Imagine a trip into the future……The Doctor has referred you to an unusual Neuro-Surgeon who can show you where information is stored in your brain.

The screen in front of you shows areas of information by density – blue for small amounts and red for large hoards of information.

She taps the screen revealing a large density of information. Topic labels pop up when she double taps the screen.

“Oh no!” you think that is all the work information I have been keeping to myself that I should have shared with my team.

Your explanation to the surgeon seems plausible to you. However it is less acceptable to your team members who sit in the audience watching a magnified version of the same screen.

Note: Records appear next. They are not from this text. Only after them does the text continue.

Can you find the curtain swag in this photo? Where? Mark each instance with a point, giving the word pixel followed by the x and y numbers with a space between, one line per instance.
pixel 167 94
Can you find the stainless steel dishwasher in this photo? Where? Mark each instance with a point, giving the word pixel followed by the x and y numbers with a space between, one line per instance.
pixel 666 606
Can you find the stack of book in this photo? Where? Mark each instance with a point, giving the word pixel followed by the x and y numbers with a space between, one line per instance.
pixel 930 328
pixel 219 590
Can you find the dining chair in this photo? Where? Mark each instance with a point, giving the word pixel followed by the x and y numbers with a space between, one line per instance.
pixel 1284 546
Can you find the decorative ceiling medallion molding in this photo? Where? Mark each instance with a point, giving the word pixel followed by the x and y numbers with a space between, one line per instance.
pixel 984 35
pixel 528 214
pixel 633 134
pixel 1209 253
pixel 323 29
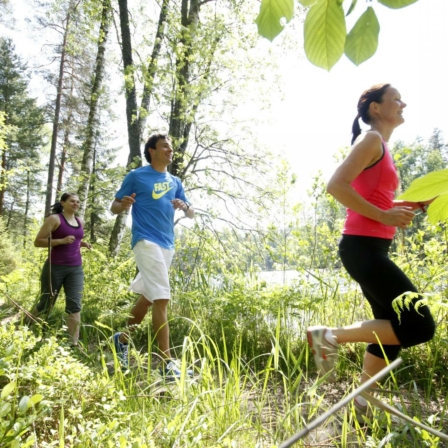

“If she had told me that it would have saved weeks of wasted work!” says one of your team. You defend yourself by saying’ “I didn’t think you needed to know that information, it was sensitive”.
Ah the “need to know” syndrome observes the Neuro-Surgeon.

As the team begin to gather courage they identify so many other pieces of information they can see that you never shared with them.
Your explanations follow: they were not senior enough to know, it might have upset them, it was sensitive, you liked to control the flow of information to enhance your position as team leader, it made you feel needed and powerful.

It all sounds rather lame, you have to admit. The result is you create a passive-reactive team, who dumbly await for the morsels you drop from your leadership table. Hardly inspiring leadership.

What hoard would the specialist find in your brain this week?
My request of you would be – To empower others, share more and communicate more clearly.